The slow burn romance. Do you see that thing in motion there? That’s my ship setting sail.

“The sweatshirt was big on her and she looked ridiculous. He liked it. And he liked that she was wearing something that carried his scent.”

Where that 5th star went missing

The pacing. The beginning sucked me in but the middle went a little slack there, focusing mostly on Meg’s new life and her first ever friendships. Don’t get me wrong: I devoured this book. I was supposed to read 4 chapters a day and couldn’t stick to it Ask Simona! However, it was like the characters had to literally pull the plot along for a while, and some of Meg’s daily routine was just plain boring. The ending, though, was action-packed. And that little plot twist the author sneaked into the last chapter had me go a little haywire.

☁ The world-building was a mishmash of fantastical and paranormal elements. It seems to take place in an alternative America, so the low fantasy and reality kind of… blur. I would have appreciated it more if the author had either stuck with paranormal or created a completely new and unique universe.

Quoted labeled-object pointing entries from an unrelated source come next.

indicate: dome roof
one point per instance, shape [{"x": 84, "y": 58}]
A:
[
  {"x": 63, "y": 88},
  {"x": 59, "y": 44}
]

☁ This is just me being a royal, psychological pain in the ass, I know. But I felt mildly bothered by the way little Sam shook off his trauma by befriending Meg. I had a hard enough time believing every single Terra indigene would grow fond of her, I mean, good manners don’t win points with everyone. But trauma is a serious topic, which was – in my opinion – handled or overcome a little too easily. I still love Sam’s and Meg’s friendship, though.

Overall, Written in Red was a refreshing read, one I literally devoured, but I can see why some readers thought it was boring. If you’re not on board with the romance and the little details that Meg discovers in her new life as a normal human, the slower passages might be extremely tedious to push through. This book is certainly not a winner for everyone.